Dieters have been encouraged to try this trick for ages, but many wonder if it works.
Late November marks the start of the gluttonous holiday season. But a simple step might help keep food intake in check: a glass of water before meals. Dieters have been encouraged to employ this trick for ages, with the reasoning quite simple: the water fills the stomach, thus reducing hunger. But only in recent years have studies borne this out.
In the most recent, a randomized trial published in the journal Obesity in February, scientists at Virginia Tech followed a group of overweight subjects age 55 and up on low-calorie diets for about three months. Half the people were told to drink two cups of water before every meal. At the end of the study, the water group had lost an average of 15.5 pounds, compared with 11 pounds in the other group.

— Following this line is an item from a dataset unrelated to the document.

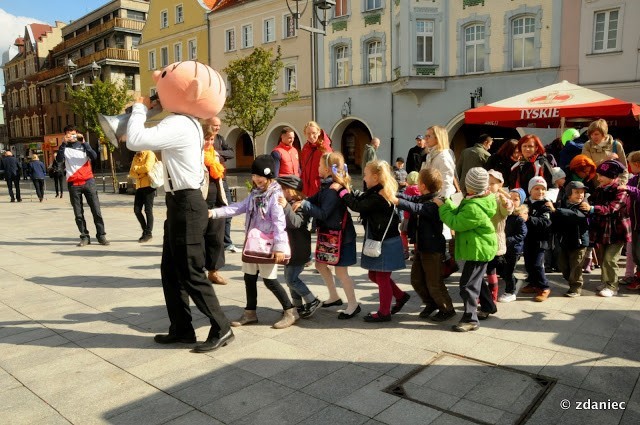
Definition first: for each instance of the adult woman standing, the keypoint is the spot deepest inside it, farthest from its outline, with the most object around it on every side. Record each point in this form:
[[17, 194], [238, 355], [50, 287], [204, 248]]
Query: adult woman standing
[[318, 143], [507, 155], [439, 156], [216, 197], [38, 172], [534, 162]]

A 2008 study showed a similar effect, finding a 13 percent reduction in calorie intake in overweight subjects who consumed water before breakfast. But a third study, this one in 2007, had a peculiar finding: drinking water 30 minutes before a meal reduced calorie intake and feelings of hunger in older adults, but had little effect on subjects under 35. It’s not clear why, but the researchers pointed out that because older adults are at increased risk of being overweight and obese, further studies should determine whether this is effective for the aging population.
Studies show the average person gains about a pound between Thanksgiving and January. Most adults gain one to two pounds a year over a lifetime, so staving off the holiday pound can go a long way.